Peer Reviewed Journal via three different mandatory reviewing processes, since 2006, and, from September 2020, a fourth mandatory peer-editing has been added.
Defining text topicality is often an expensive problem that
requires significant resources for text labeling. Though many
packages already exist that provide dictionaries of labeled text,
synonyms, and Part-of-Speach tagging, the problem is ongoing
as language develops and new meanings of words and phrases
emerge. This paper proposes a cheap in human labor solution to
topic labeling of any text in the majority of languages. The
methodology uses links to the naturally emerging corpus of
labeled text – the Wikipedia. Wikipedia categories are
processed to extract a weighted set of topic labels for the
analyzed text. The approach is evaluated by processing
categorized texts and comparing the similarity of the top ranks
of topic labels to the text category.
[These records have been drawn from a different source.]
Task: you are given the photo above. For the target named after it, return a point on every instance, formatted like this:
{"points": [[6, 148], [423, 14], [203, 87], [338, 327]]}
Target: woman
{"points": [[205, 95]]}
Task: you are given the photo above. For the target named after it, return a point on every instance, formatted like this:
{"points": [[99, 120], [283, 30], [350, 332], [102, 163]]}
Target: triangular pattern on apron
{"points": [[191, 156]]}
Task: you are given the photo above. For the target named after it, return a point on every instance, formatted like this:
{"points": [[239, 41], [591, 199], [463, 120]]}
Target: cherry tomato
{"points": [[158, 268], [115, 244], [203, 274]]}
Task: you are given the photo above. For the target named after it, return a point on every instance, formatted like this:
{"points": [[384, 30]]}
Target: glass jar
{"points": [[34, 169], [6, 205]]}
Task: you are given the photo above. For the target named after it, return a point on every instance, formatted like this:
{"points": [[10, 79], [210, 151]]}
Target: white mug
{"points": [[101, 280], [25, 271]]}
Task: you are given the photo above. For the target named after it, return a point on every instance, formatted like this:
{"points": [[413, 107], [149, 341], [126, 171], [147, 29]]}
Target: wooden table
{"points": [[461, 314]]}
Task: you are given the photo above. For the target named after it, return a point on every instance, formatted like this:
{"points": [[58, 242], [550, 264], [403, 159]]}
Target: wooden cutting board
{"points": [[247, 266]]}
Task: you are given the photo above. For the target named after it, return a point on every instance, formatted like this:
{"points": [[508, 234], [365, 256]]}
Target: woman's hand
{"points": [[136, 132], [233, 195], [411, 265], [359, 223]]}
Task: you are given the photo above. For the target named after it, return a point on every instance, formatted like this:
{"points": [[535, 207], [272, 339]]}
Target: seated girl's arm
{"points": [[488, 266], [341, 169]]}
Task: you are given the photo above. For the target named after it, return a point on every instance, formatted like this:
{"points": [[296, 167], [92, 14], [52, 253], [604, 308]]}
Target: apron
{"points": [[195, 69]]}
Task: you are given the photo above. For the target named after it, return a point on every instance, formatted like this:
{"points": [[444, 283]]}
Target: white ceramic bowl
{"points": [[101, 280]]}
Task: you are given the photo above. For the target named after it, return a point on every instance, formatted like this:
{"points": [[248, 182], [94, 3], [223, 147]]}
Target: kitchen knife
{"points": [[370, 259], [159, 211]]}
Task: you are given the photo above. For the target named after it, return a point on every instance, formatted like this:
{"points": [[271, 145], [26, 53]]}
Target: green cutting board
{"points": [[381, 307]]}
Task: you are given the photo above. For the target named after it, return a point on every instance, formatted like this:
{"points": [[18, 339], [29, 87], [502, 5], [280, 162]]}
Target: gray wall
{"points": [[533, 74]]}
The topic labels extracted
using this methodology can be used for comparing similarity of
texts, for the assessment of the completeness of topic coverage
in automated marking of essays, and for coding in qualitative
text analysis. The paper contributes to the field of NLP by
offering a cheap and organically developing method of topical
text labeling. The paper contributes to the work of qualitative
analysts by offering a methodology for the analysis of interview
transcripts and other unstructured text.